= Bellsybabble =

Language of the Devil

Bellsybabble is the name of the language of the Devil, mentioned by writer James Joyce in the following postscript to a letter (containing the story now known as "The Cat and the Devil"), which he wrote in 1936 to his four-year-old grandson:

The devil mostly speaks a language of his own called Bellsybabble which he makes up himself as he goes along but when he is very angry he can speak quite bad French very well though some who have heard him say that he has a strong Dublin accent.

The name "Bellsybabble" is a pun on Beelzebub, "babble" and Babel. Bellsybabble has variously been called a poly-language, a pluridialectal idiom and a ludic creation.

== Significance ==
For Giorgio Melchiori, it is suggestive of the idea that in literary texts, there is not a single language, but a multitude of languages, a different one for each reader of the text. It has been compared with the language of Joyce's novel Finnegans Wake, and has also provided the inspiration for C. George Sandulescu's study of Finnegans Wake, entitled The Language of the Devil.

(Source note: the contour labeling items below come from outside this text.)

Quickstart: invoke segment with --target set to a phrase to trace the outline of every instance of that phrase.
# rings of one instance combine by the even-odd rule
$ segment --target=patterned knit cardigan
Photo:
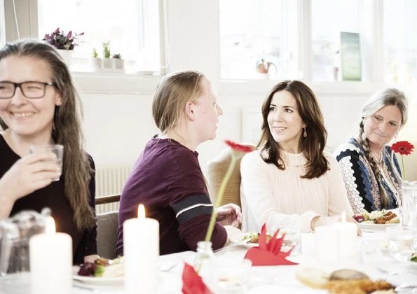
[[[364,148],[357,141],[350,138],[337,148],[334,155],[341,167],[348,197],[355,214],[360,214],[364,209],[370,212],[383,208],[392,209],[401,205],[401,170],[389,146],[385,146],[382,151],[381,170],[385,175],[382,177],[382,186],[389,198],[387,207],[382,207],[376,178]]]

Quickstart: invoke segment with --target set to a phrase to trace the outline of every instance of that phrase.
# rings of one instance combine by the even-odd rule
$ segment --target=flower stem
[[[401,155],[401,166],[402,167],[402,174],[404,176],[402,178],[404,179],[404,181],[406,181],[405,168],[404,167],[404,155]]]
[[[228,166],[227,172],[226,172],[226,175],[221,181],[221,184],[220,185],[220,188],[219,188],[219,192],[217,193],[217,199],[216,200],[216,203],[214,204],[214,207],[213,210],[213,213],[212,214],[212,217],[210,218],[210,222],[209,223],[209,227],[207,230],[207,234],[205,234],[205,239],[204,241],[206,242],[210,241],[212,239],[212,234],[213,234],[213,229],[214,228],[214,223],[216,223],[216,218],[217,217],[217,212],[216,211],[216,209],[220,206],[221,203],[221,200],[223,199],[223,195],[224,194],[224,190],[226,190],[226,186],[230,180],[230,177],[232,175],[232,172],[233,172],[233,168],[235,167],[235,164],[236,163],[236,157],[233,154],[232,155],[232,159],[231,163]]]

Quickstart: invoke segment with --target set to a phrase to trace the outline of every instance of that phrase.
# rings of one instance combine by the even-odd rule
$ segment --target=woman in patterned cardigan
[[[401,91],[375,93],[362,107],[359,134],[335,152],[355,214],[401,205],[401,170],[388,144],[407,121]]]

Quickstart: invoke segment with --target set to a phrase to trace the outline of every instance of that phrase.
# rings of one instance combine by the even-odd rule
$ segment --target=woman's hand
[[[53,153],[30,154],[18,160],[0,178],[3,195],[15,202],[50,184],[60,176]]]
[[[216,221],[223,225],[237,227],[242,223],[242,212],[240,207],[233,203],[223,205],[217,208],[217,218]]]
[[[357,232],[358,236],[362,236],[362,230],[359,227],[359,224],[355,218],[353,218],[350,216],[346,215],[346,221],[350,223],[353,223],[356,225]],[[322,225],[331,225],[335,223],[340,223],[341,222],[341,217],[340,216],[316,216],[311,220],[311,229],[313,230],[315,230],[316,227],[320,227]]]

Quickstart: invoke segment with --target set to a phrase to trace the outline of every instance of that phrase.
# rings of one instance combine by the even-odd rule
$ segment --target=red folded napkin
[[[253,247],[249,249],[245,255],[245,258],[252,260],[252,265],[294,265],[297,263],[287,260],[287,257],[289,255],[292,248],[288,252],[281,251],[282,242],[285,234],[282,234],[280,238],[277,239],[280,230],[277,230],[269,242],[266,241],[266,225],[264,224],[261,230],[261,234],[258,243],[258,247]]]
[[[182,271],[182,293],[184,294],[214,294],[204,284],[194,267],[184,262]]]

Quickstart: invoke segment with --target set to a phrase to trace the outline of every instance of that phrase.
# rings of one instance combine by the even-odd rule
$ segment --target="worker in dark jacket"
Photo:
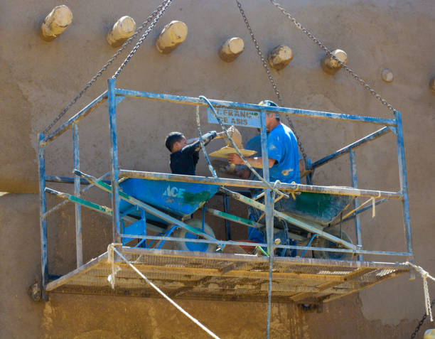
[[[204,146],[217,136],[222,137],[223,134],[222,133],[218,134],[215,131],[204,134],[203,136]],[[199,151],[201,149],[200,141],[197,140],[188,145],[186,137],[182,133],[173,131],[166,136],[165,144],[171,152],[169,165],[172,173],[195,176],[196,164],[199,159]]]

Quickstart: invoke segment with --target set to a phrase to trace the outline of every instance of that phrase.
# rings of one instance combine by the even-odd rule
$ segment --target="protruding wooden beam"
[[[435,94],[435,77],[429,81],[429,89],[432,91],[432,93]]]
[[[106,39],[112,47],[119,47],[136,31],[136,23],[131,16],[125,16],[118,20],[107,33]]]
[[[168,54],[177,48],[187,37],[187,26],[182,21],[168,23],[157,38],[156,47],[161,53]]]
[[[275,47],[267,57],[267,61],[270,67],[276,70],[284,68],[292,60],[293,51],[291,48],[285,45],[279,45]]]
[[[384,68],[381,72],[381,77],[385,82],[391,82],[394,78],[394,75],[390,69]]]
[[[234,61],[245,49],[245,43],[241,38],[231,38],[220,46],[219,57],[227,63]]]
[[[335,50],[332,53],[345,65],[348,63],[348,55],[344,50]],[[341,65],[340,65],[331,55],[328,54],[322,59],[321,65],[323,70],[328,74],[334,74],[341,68]]]
[[[72,13],[65,5],[56,6],[48,14],[41,26],[41,36],[45,41],[59,36],[72,22]]]

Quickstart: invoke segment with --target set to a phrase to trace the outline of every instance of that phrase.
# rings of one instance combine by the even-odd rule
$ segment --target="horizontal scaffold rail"
[[[139,99],[147,99],[156,101],[173,102],[175,104],[195,104],[208,106],[202,99],[192,97],[183,97],[163,93],[151,93],[149,92],[132,91],[129,90],[115,89],[117,95],[132,97]],[[223,100],[210,99],[210,102],[215,107],[232,108],[236,109],[249,109],[252,111],[274,112],[280,114],[296,115],[318,119],[331,119],[335,120],[350,121],[354,122],[367,122],[387,126],[397,126],[396,120],[392,119],[375,118],[360,115],[343,114],[321,111],[310,111],[289,107],[275,107],[272,106],[260,106],[255,104],[244,102],[233,102]]]
[[[140,171],[119,170],[120,178],[138,178],[150,180],[165,180],[168,181],[181,181],[184,183],[198,183],[210,185],[222,185],[222,186],[247,187],[250,188],[265,188],[261,181],[251,180],[230,179],[227,178],[213,178],[199,176],[183,176],[157,172],[144,172]],[[299,183],[278,183],[276,188],[289,192],[312,192],[326,194],[338,194],[354,197],[382,198],[402,200],[400,193],[384,190],[360,190],[350,187],[318,186],[302,185]]]

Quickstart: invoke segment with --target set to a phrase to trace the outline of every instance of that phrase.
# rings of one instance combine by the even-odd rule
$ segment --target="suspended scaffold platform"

Linguist John Haiman compares Bellsybabble to ordinary language in the way it continually shapes, and is in turn shaped by, the utterances spoken within it. This challenges the rigid separation between code and message. On one hand, the language determines the presupposed content and boundaries of possible messages, as shown by the concept of linguistic relativity. On the other hand, the message may also affect the code used by that very message.